Lark implements the following parsing algorithms: Earley, LALR(1), and CYK

Earley

An Earley Parser is a chart parser capable of parsing any context-free grammar at O(n^3), and O(n^2) when the grammar is unambiguous. It can parse most LR grammars at O(n). Most programming languages are LR, and can be parsed at a linear time.

Lark’s Earley implementation runs on top of a skipping chart parser, which allows it to use regular expressions, instead of matching characters one-by-one. This is a huge improvement to Earley that is unique to Lark. This feature is used by default, but can also be requested explicitly using lexer='dynamic'.

It’s possible to bypass the dynamic lexing, and use the regular Earley parser with a basic lexer, that tokenizes as an independent first step. Doing so will provide a speed benefit, but will tokenize without using Earley’s ambiguity-resolution ability. So choose this only if you know why! Activate with lexer='basic'

SPPF & Ambiguity resolution

Lark implements the Shared Packed Parse Forest data-structure for the Earley parser, in order to reduce the space and computation required to handle ambiguous grammars.

You can read more about SPPF here

As a result, Lark can efficiently parse and store every ambiguity in the grammar, when using Earley.

Lark provides the following options to combat ambiguity:

  1. Lark will choose the best derivation for you (default).

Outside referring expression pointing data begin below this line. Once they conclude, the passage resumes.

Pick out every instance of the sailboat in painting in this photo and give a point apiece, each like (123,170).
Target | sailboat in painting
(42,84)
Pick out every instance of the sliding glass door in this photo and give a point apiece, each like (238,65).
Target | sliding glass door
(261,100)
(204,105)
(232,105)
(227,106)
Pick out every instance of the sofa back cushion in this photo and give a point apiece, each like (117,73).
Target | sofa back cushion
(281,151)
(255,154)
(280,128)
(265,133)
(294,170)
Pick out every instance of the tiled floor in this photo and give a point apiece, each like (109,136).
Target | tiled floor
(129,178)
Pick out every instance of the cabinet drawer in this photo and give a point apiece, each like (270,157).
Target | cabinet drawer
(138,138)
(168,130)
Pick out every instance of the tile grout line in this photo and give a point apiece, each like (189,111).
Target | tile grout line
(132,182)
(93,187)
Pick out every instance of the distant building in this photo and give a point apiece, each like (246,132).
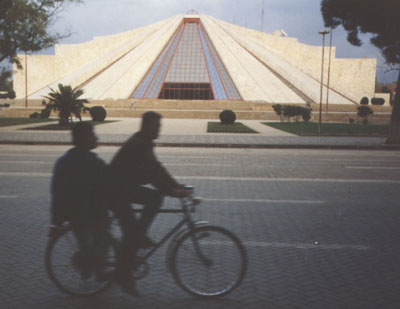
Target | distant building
(197,57)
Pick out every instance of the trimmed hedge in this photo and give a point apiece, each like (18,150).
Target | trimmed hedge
(364,101)
(227,116)
(98,113)
(377,101)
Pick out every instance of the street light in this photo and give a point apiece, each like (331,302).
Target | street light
(323,32)
(329,70)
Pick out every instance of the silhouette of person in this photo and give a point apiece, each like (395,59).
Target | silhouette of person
(134,166)
(76,178)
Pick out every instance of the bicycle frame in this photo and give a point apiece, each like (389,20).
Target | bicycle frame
(188,206)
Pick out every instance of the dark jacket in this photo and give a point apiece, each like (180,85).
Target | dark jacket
(76,178)
(135,164)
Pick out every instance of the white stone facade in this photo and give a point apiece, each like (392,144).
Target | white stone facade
(263,67)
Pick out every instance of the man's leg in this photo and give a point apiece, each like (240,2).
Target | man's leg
(126,255)
(81,257)
(151,200)
(100,245)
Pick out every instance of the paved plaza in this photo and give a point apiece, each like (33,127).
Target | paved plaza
(193,133)
(321,227)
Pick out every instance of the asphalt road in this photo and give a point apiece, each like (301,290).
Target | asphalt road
(321,228)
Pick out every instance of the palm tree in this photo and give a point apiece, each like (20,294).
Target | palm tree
(66,101)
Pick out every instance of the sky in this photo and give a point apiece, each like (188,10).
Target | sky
(298,18)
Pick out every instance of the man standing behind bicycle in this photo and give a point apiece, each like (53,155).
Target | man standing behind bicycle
(134,166)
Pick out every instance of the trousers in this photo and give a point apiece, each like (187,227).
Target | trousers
(133,228)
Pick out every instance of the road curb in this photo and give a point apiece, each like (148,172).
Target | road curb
(225,145)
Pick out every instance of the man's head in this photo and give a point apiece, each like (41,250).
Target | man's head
(151,123)
(83,136)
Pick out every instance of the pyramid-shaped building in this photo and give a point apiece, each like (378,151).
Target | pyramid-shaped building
(197,57)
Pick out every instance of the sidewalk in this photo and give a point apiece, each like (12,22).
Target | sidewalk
(192,133)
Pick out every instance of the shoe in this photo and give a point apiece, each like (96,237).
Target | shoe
(146,243)
(103,276)
(130,290)
(127,285)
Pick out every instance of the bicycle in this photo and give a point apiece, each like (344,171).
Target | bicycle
(204,260)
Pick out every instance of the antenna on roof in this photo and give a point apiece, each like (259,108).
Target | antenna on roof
(262,18)
(192,12)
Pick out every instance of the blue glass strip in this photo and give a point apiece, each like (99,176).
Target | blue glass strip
(232,92)
(144,84)
(219,92)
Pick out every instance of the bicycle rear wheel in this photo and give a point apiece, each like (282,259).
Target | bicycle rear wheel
(62,266)
(209,261)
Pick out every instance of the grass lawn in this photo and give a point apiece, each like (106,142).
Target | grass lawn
(56,127)
(331,129)
(5,122)
(237,127)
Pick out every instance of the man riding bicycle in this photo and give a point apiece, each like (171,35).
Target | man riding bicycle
(134,166)
(75,185)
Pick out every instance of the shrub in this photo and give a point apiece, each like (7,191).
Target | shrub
(34,115)
(45,113)
(11,94)
(227,116)
(98,113)
(364,101)
(306,114)
(364,112)
(278,110)
(377,101)
(288,111)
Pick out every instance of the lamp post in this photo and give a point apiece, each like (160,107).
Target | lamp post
(26,81)
(329,71)
(323,32)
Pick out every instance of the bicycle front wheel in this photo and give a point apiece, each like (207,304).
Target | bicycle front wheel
(62,266)
(209,261)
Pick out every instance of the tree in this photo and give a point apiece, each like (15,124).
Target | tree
(24,26)
(381,18)
(66,101)
(363,112)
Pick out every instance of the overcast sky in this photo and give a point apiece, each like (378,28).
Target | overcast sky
(298,18)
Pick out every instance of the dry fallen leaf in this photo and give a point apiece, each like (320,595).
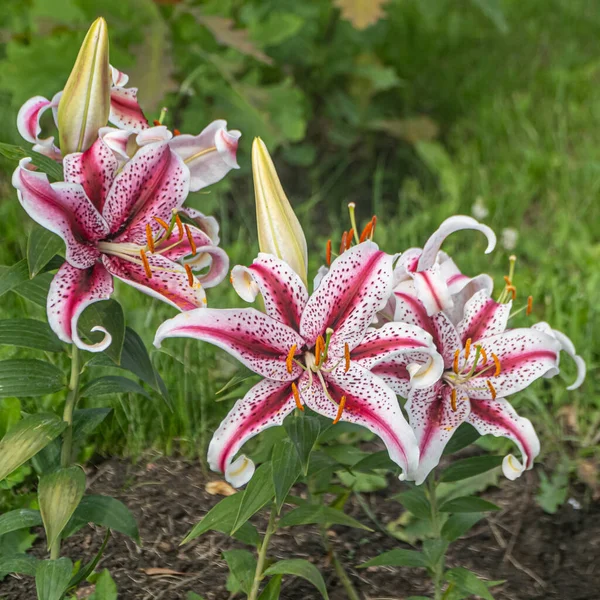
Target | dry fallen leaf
(361,13)
(219,488)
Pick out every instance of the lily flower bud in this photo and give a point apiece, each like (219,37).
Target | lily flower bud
(279,231)
(85,102)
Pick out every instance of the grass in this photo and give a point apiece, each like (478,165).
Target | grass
(520,114)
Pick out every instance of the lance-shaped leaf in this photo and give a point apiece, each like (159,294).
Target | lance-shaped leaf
(59,494)
(85,102)
(279,231)
(26,439)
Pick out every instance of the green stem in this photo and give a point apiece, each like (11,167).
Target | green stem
(438,571)
(262,554)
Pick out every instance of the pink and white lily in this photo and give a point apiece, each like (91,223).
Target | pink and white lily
(315,350)
(119,222)
(483,363)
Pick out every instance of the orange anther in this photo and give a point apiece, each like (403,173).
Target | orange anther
(498,365)
(467,348)
(349,239)
(190,275)
(146,264)
(297,396)
(289,361)
(455,363)
(340,410)
(149,237)
(179,226)
(162,223)
(529,305)
(190,239)
(366,232)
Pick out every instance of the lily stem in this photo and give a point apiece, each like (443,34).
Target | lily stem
(67,446)
(438,571)
(262,554)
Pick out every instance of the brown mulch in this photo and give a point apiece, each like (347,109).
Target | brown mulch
(541,556)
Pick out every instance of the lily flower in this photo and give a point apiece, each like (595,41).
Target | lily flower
(121,223)
(483,363)
(315,350)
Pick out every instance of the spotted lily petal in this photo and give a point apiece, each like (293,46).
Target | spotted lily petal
(355,288)
(210,155)
(64,209)
(370,403)
(169,281)
(255,339)
(283,291)
(71,291)
(499,418)
(566,345)
(450,225)
(265,405)
(434,421)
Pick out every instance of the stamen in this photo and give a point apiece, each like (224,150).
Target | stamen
(190,239)
(467,349)
(455,364)
(179,226)
(149,237)
(146,264)
(188,270)
(297,397)
(340,410)
(290,358)
(529,305)
(162,223)
(498,365)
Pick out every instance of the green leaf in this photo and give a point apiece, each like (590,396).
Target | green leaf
(23,564)
(24,377)
(463,579)
(107,314)
(22,518)
(112,384)
(416,502)
(258,492)
(286,467)
(26,439)
(242,565)
(52,578)
(299,568)
(59,494)
(458,524)
(42,246)
(468,467)
(221,517)
(29,333)
(397,558)
(303,431)
(467,504)
(272,589)
(107,512)
(321,514)
(464,436)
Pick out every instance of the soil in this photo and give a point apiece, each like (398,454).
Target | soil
(540,556)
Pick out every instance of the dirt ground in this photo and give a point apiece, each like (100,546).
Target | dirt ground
(540,556)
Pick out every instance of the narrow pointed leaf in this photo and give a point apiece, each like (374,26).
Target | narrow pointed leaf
(26,439)
(59,494)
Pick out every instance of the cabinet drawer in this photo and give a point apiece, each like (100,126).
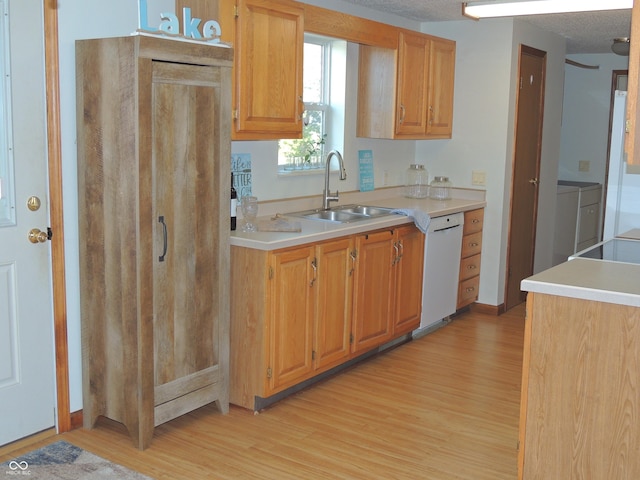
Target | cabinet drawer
(589,220)
(471,244)
(473,221)
(470,267)
(468,291)
(590,196)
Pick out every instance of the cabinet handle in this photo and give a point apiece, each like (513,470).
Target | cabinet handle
(164,237)
(314,265)
(301,116)
(353,262)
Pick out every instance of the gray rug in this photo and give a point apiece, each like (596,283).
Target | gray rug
(64,461)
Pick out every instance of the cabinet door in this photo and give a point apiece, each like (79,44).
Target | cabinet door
(409,271)
(441,76)
(333,314)
(182,210)
(411,100)
(290,326)
(268,70)
(374,296)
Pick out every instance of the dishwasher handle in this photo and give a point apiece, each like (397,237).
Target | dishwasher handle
(443,229)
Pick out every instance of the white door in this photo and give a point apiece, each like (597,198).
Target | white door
(27,366)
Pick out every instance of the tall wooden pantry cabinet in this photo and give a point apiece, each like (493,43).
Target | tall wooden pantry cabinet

Users can choose between different disambiguation strategies, and can prioritize (or demote) individual rules over others, using the rule-priority syntax.

  2. Users may choose to receive the set of all possible parse-trees (using ambiguity=’explicit’), and choose the best derivation themselves. While simple and flexible, it comes at the cost of space and performance, and so it isn’t recommended for highly ambiguous grammars, or very long inputs.

  3. As an advanced feature, users may use specialized visitors to iterate the SPPF themselves.

lexer=”dynamic_complete”

Earley’s “dynamic” lexer uses regular expressions in order to tokenize the text. It tries every possible combination of terminals, but it matches each terminal exactly once, returning the longest possible match.

That means, for example, that when lexer="dynamic" (which is the default), the terminal /a+/, when given the text "aa", will return one result, aa, even though a would also be correct.

This behavior was chosen because it is much faster, and it is usually what you would expect.

Setting lexer="dynamic_complete" instructs the lexer to consider every possible regexp match. This ensures that the parser will consider and resolve every ambiguity, even inside the terminals themselves. This lexer provides the same capabilities as scannerless Earley, but with different performance tradeoffs.

Warning: This lexer can be much slower, especially for open-ended terminals such as /.*/

LALR(1)

LALR(1) is a very efficient, true-and-tested parsing algorithm. It’s incredibly fast and requires very little memory. It can parse most programming languages (For example: Python and Java).

LALR(1) stands for:

  • Left-to-right parsing order

  • Rightmost derivation, bottom-up

  • Lookahead of 1 token

Lark comes with an efficient implementation that outperforms every other parsing library for Python (including PLY)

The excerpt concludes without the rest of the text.